Alister MacKenzie was a medical graduate of Cambridge University and a GP in Normanton, close to Leeds. He was a founding member of the club and laid out the design in 1907. The club also invited the well-known course designer, Harry Colt, to “reassure” the Alwoodley Committee that Dr. MacKenzie’s design was acceptable. Colt made very positive comments about the new course and also about MacKenzie’s enthusiasm and flair. The course was built on Wigton Moor, part of the Harewood Estate. MacKenzie was the first Club Secretary until 1909 and was Captain in 1912. At the same time, his first wife Edith was Lady Captain. In 1909 he designed Moortown Golf Club, which is only about half a mile away.
The original MacKenzie layout remains at Alwoodley to this day.
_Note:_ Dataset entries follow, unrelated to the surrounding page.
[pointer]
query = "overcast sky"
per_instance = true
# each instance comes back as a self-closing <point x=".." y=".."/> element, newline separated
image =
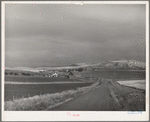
<point x="57" y="34"/>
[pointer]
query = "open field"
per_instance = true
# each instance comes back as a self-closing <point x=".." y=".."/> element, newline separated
<point x="140" y="84"/>
<point x="129" y="99"/>
<point x="16" y="91"/>
<point x="43" y="102"/>
<point x="36" y="79"/>
<point x="117" y="74"/>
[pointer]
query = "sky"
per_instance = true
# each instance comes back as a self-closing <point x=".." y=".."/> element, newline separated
<point x="63" y="34"/>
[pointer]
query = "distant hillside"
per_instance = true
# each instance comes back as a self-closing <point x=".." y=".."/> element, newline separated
<point x="108" y="65"/>
<point x="122" y="64"/>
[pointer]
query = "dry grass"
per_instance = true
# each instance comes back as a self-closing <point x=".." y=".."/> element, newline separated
<point x="130" y="99"/>
<point x="42" y="102"/>
<point x="140" y="84"/>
The course has now been lengthened to over 6,900 yards from the championship tees.
The club have been careful to retain the heathland and moorland characteristics of the course, as well as the MacKenzie hallmarks of variety, natural beauty, and intriguing strategy. This heathland course is long established as one of Great Britain and Ireland’s top 100 courses. The tight, springy, fast-running fairways are cut out of heather and gorse.
Cunningly bunkered, the large greens are undulating and allow for many interesting pin positions.
Recent work under the supervision of Ken Moodie has seen almost all of the bunkers restored to MacKenzie’s original specifications while new championship tees take the yardage to 6,914 yards (6,320 metres) against a par of 71.
Alwoodley is renowned for both its wonderful par 3s – the green on the 11th has more than a touch of Augusta about it – as well as the strength of the fearsome closing stretch, played into the prevailing wind.
The club has hosted a number of national tournaments over the years (famously declining the Ryder Cup because “the clubhouse was too small”!). In 2019 the Brabazon Trophy, the English Strokeplay Championship, will be played at Alwoodley.
The club has a very small, friendly membership. For many years those from the legal and medical professions largely dominated but more recently the membership has become more eclectic.